Голова у меня шла кругом, меньше всего на свете я ожидал этого визита.

— Заболели? — участливо спросил Корсаков. — Никита за машинку уселся, протоколы перепечатывает, вот я и сбежал.

— Вы словно оправдываетесь, что впервые зашли в гости, — по возможности приветливее сказал я. — Располагайтесь, пожалуйста.

— Тесновато у вас, — присаживаясь и оглядывая каюту, сказал Корсаков. — А в том, что я навязал своё общество, виноваты сами, поскольку перестали уделять мне внимание, хотя, о чём я имел удовольствие говорить, вы мне симпатичны.

Я невольно улыбнулся.

— Мой главный тут же, не сходя с места, здорово бы вас отредактировал. Не огорчайтесь: он у самого Толстого половину «что» и «который» повычеркивал бы.

— «Что такое телеграфный столб? Отредактированная ёлка!» — засмеялся Корсаков. — Не беда, всех нас редактируют. Так уж сложена жизнь, что каждый, достигший определённого уровня, подгоняет других под свой стиль: вас — редактор, меня — Чернышёв. Начальство всегда право, потому что у него — сила.

— Посмотрим, будете ли вы это говорить, когда станете директором института.

— Вполне возможно, что не буду, — охотно согласился Корсаков. — Отношение к жизни определяется ступенькой, на которой стоишь, и степенью удовлетворения, которое от своего положения получаешь.

— Убеждён, что вы пока что не удовлетворены, — сказал я и, памятуя наказ Любови Григорьевны, подхалимски добавил: — Но мне почему-то кажется, что пройдёт немного времени — и к своему положению вы не будете иметь никаких претензий.

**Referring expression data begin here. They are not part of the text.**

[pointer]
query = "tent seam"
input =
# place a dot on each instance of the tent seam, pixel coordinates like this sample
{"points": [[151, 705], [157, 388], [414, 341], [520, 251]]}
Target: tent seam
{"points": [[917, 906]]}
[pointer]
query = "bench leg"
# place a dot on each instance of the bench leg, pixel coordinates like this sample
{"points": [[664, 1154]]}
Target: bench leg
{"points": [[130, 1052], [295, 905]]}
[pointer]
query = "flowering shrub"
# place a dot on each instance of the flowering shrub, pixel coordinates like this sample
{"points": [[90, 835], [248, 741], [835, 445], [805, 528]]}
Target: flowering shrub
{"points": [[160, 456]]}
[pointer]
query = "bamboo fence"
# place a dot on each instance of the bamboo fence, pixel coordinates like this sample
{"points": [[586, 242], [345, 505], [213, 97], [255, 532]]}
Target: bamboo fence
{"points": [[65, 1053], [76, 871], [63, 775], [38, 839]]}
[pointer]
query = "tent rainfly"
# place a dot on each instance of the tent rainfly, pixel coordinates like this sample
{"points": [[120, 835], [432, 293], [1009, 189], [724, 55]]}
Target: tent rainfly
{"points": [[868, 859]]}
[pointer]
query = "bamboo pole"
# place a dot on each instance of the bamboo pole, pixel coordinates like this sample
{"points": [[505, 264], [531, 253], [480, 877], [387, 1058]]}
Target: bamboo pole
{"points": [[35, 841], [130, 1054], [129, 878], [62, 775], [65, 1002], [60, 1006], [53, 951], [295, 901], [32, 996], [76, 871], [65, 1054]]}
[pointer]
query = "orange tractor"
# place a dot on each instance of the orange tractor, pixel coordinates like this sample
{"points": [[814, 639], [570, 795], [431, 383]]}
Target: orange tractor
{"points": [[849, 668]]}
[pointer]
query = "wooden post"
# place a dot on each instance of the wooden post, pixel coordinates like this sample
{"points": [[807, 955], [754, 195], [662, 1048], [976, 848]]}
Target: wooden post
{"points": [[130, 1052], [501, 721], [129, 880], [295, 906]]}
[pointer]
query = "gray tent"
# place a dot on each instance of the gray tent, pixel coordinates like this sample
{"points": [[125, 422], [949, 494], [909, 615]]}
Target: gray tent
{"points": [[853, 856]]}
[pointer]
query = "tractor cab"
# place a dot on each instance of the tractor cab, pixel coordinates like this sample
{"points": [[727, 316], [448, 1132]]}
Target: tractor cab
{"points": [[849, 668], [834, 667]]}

— Ошибаетесь, — весело возразил Корсаков. — Постоянная неудовлетворённость — движущий стимул, Паша, как только человек становится полностью и всем доволен, его нужно немедленно освобождать от занимаемой должности.

Так, я для Корсакова стал Пашей, большая, можно сказать, огромная честь. К чему это? Ба, уж не выпил ли он?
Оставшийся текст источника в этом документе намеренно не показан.